The team engineered mice in which they could switch the production of the neurotransmitter on and off. When norepinephrine levels went up, the volume of CSF in the brain went up, they saw, suggesting that it was somehow altering the fluid’s flow.
Then, to test whether the pumping of blood vessels could move CSF, the team engineered mice with blood vessel walls they could manipulate directly. Instead of pumping the vessels slowly, as happens naturally, they moved the walls quickly — once every 10 seconds rather than once every 50. “When we did this, we increased CSF flow on one side of the brain” in a very small area where they were pumping, Haugland said. “It was very local. … Everywhere else in the brain it was the same.”
For Nedergaard, Haugland and their collaborators, the findings tie together norepinephrine, the physical movement of blood vessels, and the flow of CSF in the brain. Nedergaard also asserts that the results are consistent with her group’s earlier finding that there is more brain drainage during sleep than during wakefulness.
“We have been searching for why the glymphatic [system] primarily works when we sleep for a long time,” Nedergaard said. “The paper is really about: Now we’ve found the motor or the driver of how we wash the brain when we sleep.”
However, to critics of the theory, there are still too many open spaces.
Under Pressure
McDonald, of the UCSF School of Medicine, pointed out that the work is complex and requires many intricate methods. However, he’s concerned that Nedergaard is working backward: seeking an explanation for her hypothesis rather than trying to find out how the system actually works. “In this paper, it’s unclear what is interpretation and what is data,” he said. “Very early on, their interpretation gets substituted for what actually are the data.” He pointed to schematics showing flow dynamics that he doesn’t see supported, for instance.
Proulx questioned whether the tracer dye moved via an active force at all.
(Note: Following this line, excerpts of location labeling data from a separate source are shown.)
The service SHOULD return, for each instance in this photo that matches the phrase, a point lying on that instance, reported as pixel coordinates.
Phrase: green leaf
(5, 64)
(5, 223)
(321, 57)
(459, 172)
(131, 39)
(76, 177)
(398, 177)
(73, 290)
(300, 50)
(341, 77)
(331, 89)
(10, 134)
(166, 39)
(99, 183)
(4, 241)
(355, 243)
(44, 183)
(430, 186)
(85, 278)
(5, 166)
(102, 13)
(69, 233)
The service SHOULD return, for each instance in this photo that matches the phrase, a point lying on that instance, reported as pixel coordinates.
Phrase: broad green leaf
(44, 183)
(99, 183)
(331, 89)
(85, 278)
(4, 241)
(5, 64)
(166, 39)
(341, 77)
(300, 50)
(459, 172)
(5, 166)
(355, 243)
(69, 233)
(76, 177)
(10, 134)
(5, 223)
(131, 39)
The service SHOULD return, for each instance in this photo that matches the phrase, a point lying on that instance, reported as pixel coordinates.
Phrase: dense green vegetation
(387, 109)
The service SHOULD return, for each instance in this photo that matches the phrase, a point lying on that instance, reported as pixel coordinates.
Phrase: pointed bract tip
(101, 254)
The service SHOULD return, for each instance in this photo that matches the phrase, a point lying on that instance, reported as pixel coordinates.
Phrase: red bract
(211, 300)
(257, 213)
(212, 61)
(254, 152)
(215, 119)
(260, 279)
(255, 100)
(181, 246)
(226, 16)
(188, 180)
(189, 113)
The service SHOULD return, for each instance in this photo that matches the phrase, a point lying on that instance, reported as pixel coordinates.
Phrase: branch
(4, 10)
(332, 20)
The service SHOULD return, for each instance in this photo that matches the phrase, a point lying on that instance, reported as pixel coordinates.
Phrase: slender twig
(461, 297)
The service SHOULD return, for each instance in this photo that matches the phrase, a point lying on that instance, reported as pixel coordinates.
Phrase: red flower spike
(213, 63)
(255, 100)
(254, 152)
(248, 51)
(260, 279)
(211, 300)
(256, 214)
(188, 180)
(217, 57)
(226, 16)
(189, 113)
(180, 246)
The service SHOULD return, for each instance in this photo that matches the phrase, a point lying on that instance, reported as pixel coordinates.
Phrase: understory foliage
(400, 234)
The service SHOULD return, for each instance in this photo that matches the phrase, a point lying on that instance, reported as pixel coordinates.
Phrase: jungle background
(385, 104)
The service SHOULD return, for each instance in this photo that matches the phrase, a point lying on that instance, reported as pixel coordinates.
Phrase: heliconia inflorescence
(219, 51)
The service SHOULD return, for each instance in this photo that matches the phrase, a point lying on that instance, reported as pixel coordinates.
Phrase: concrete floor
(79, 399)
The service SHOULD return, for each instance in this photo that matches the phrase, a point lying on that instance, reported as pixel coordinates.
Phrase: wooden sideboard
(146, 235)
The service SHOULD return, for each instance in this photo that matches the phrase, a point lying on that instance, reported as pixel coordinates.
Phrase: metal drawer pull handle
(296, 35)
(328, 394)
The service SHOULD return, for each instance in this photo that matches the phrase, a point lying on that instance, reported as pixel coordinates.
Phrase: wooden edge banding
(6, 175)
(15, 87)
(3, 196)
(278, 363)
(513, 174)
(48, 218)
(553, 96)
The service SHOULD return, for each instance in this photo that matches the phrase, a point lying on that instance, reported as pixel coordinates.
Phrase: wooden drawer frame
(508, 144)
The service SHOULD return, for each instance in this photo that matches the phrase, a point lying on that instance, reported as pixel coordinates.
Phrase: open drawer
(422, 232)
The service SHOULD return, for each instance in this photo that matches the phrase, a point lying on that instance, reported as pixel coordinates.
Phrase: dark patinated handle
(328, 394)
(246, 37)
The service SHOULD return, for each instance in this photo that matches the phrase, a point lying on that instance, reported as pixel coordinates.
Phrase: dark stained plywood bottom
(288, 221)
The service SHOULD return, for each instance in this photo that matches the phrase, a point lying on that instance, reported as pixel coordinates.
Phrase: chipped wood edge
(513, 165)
The molecule is so small that it could be traveling by diffusion, he said. He imagines an experiment, using techniques Nedergaard’s lab has used before, where a large molecule is infused into the CSF. If the rhythmic releases of norepinephrine correlate with the arrival of a larger tracer at a sensor on the brain’s surface, that would be a fascinating finding. “That’s what I would have liked to have seen,” he said. To his eye, it would make a clearer connection between fluid flow and norepinephrine than the lab’s work has shown thus far.
The critiques of Nedergaard’s work come on strong in part because this idea is currently the most prominent hypothesis of CSF flow in the brain. That may change if other researchers can introduce other ideas that can be tested. Another wrinkle is that not everyone means the same thing when they talk about the glymphatic system. “Some people use ‘glymphatics’ to mean ‘waste transport system of the brain.’ Other people use it to mean a really specific mechanistic model,” Lewis said. “It’s clear that the brain has and needs a waste clearance system. … It’s really interesting to explore what that is and how that works.”
Haugland, now a postdoc at the University of Oxford, is aware of the controversy about the glymphatic hypothesis. “There is critique of it. I’m also not sure that we understand it in the right way,” she said. “The more people who are actually working on finding out how it works, no matter what their hypothesis is — all that will help drive the field forward and give us more knowledge.
“The results are what they are. They show something about the biology,” she continued. “We are trying to ask a lot of questions and we’re not, maybe, all the time very good at it because we don’t know how it works — the big picture.”
“Nobody has the truth,” Proulx said, about what the brain is doing up there, in our skulls, to rid itself of its waste. “Some people think they know. But I think we don’t know.”